Baker, early on in January, told the Cherokee Phoenix, "I believe refusing contributions from anyone who benefits from contracts with our people will ensure there is not even the hint of impropriety or conflict of interest."
Then, in campaign material Baker mailed out to voters he made a promise. It was such a big promise that he underlined it. He declared to Cherokee voters that "He is the only candidate who refuses to accept campaign contributions from non-Cherokee outside vendors who make money from our Nation."
The Truth? Bill John Baker has taken at least $11,000 from three individuals who are both non-Cherokee AND vendors who make money by doing business with Cherokee Nation. What's even more startling is that when he made the above challenge to Smith on April 27, 2011, he had ALREADY POCKETED all $11,000 from the very folks he promised he would not take campaign contributions.
We'll break it down for you. Baker took $5,000 from non-Cherokee vendor Dr. Christopher DeLoache back on January 13, 2011. Dr. Deloache has made more than a million dollars thru his association with the tribe.
Then, on April 14, 2011, he took $1,000 from Randy Skinner, owner of Tahlequah Lumber, a non-Cherokee vendor who has made more than $6.7 million doing business with Cherokee Nation.
A few days later on April 18, Baker pocketed another $5,000 from George Glover of Glover Construction Company who has been paid more than $6 million by the tribe for services rendered.
Want to see for yourself? Click here to and scroll down to page 4 to see DeLoache's donation and click here and scroll down to pages 5 and 7 to see Glover and Skinner's donations.
And because we are only interested in the truth, the Freedom of Information Act confirms what we are reporting tonight:
It's possible, but not likely, that Baker didn't know that three of his biggest campaign donors did business with the Cherokee Nation. Especially the two Tahlequah donors. If he knows them well enough to ask them for money, and he's made an important campaign promise about his donors, you'd think he'd ask them whether they did business with the Cherokee Nation.

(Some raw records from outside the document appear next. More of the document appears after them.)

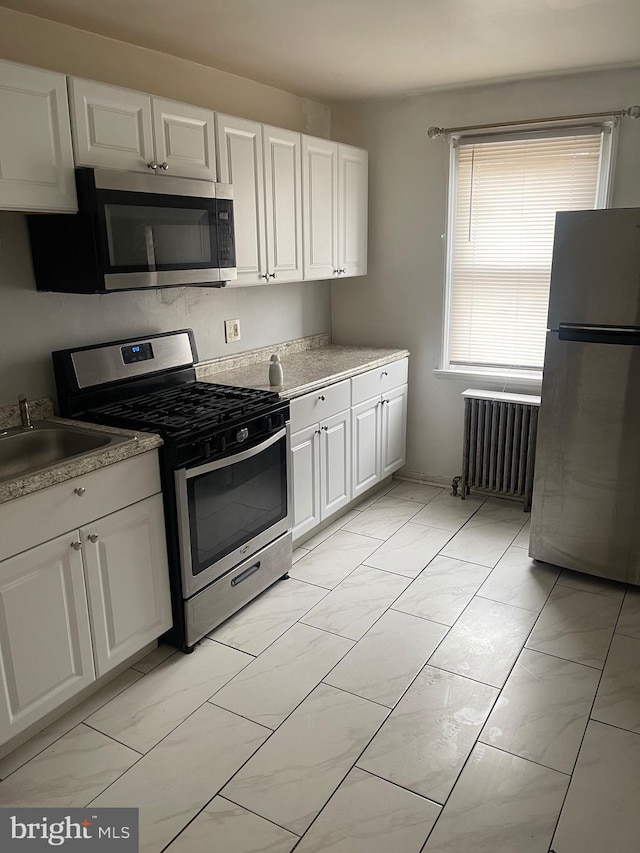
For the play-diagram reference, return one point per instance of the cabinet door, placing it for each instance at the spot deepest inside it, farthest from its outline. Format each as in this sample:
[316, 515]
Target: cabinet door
[184, 139]
[240, 163]
[353, 177]
[283, 200]
[305, 478]
[365, 429]
[45, 651]
[112, 127]
[127, 581]
[394, 430]
[36, 161]
[335, 463]
[319, 208]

In the campaign flyer in which Baker talks about not taking money from vendors, he also says 'the integrity of tribal government needs to be restored.' At this point, Baker needs to either return the money and keep his promise, or admit that he's breaking his promise.
The Truth is that Baker broke a campaign promise just weeks after he made it, and weeks before he was even an official candidate.